Parts of the printer

Very briefly, our printer has a structure (base, bridge, bed), mechanical parts (motors, pulleys, etc.), and an electronic part. The electronic part is the brain of our printer.

The electronic part is usually based on a board similar to or derived from an Arduino. This board controls the movement of the motors and makes them follow the instructions of the GCode.

Of course, to do its job, the electronic board has to execute a program (and not a small one, precisely). This is where the firmware comes in.


The firmware is the software that runs the electronics of your 3D printer, the “intelligence” of your printer. The firmware takes the GCode and is responsible for executing the actions that appear in it.

The firmware controls all the components of the 3D printer. But, it can also make modifications such as limiting the speed or acceleration of the print head.

It should not surprise us that there are also several firmware for printers. The best known is Marlin and many others are derived from or based on it. Marlin, in turn, is based on Sprinter and Grbl.

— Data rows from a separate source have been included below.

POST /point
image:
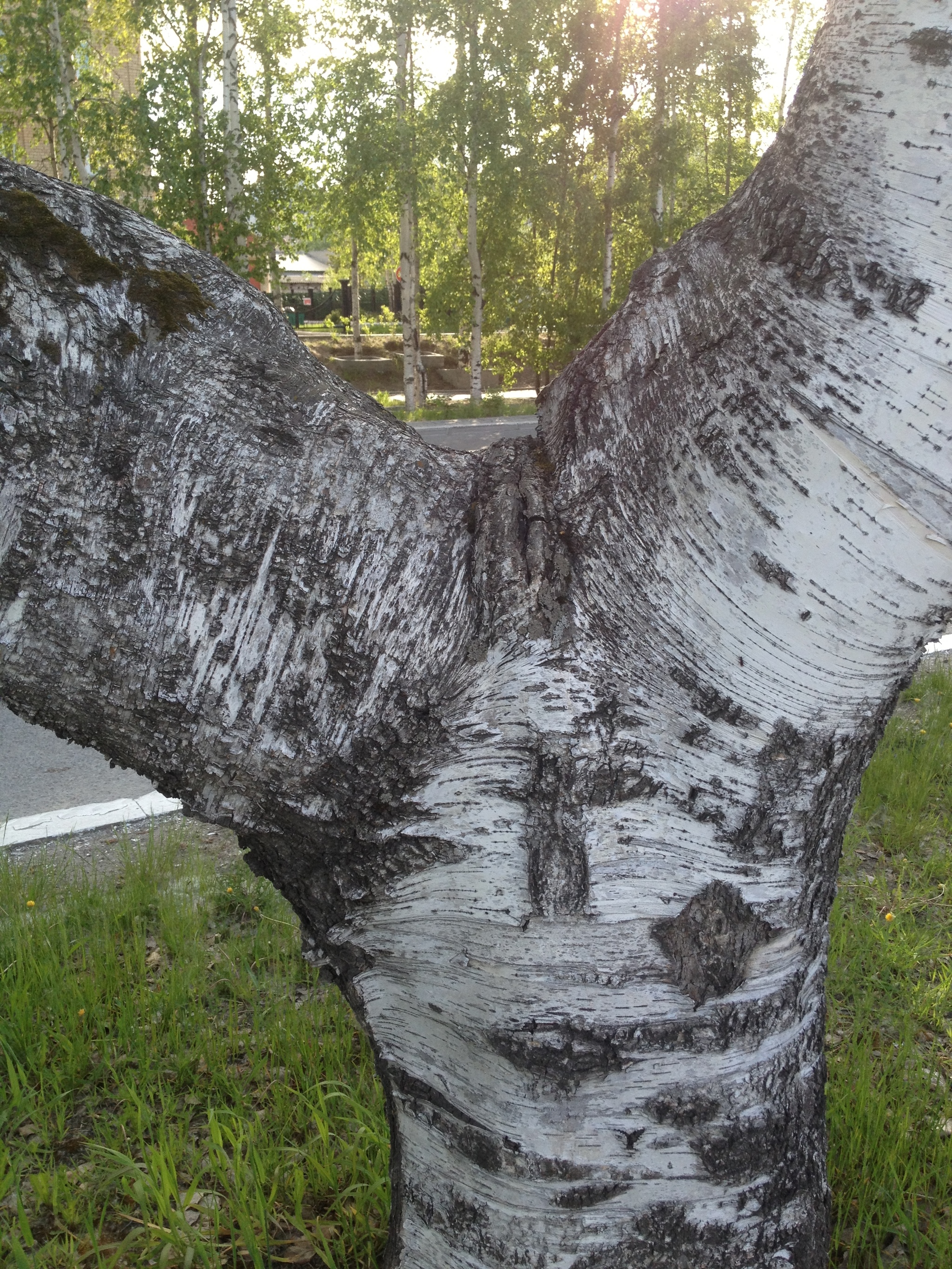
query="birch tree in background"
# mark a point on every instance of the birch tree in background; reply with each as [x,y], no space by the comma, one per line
[551,747]
[414,394]
[356,166]
[68,129]
[231,106]
[59,61]
[617,108]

Other examples are MK4duo, Sailfish, Repetier-Firmware, or RepRap-Firmware. Most are Open Source, so we can even make modifications ourselves.

We can overwrite or update the firmware of the printer, but not all firmware are compatible with all printers. In general, we should only touch the firmware if we know what we are doing.

Printed piece

And we have finally reached the end! If the whole process has gone correctly, we will have a printed piece (or several). If it has not gone correctly, we will have a plate of plastic spaghetti.


This is, in summary, the general idea of the 3D printing process. In future posts, we will delve into each of the points we have seen, learn to design parts, and common mistakes and how to fix them. See you soon!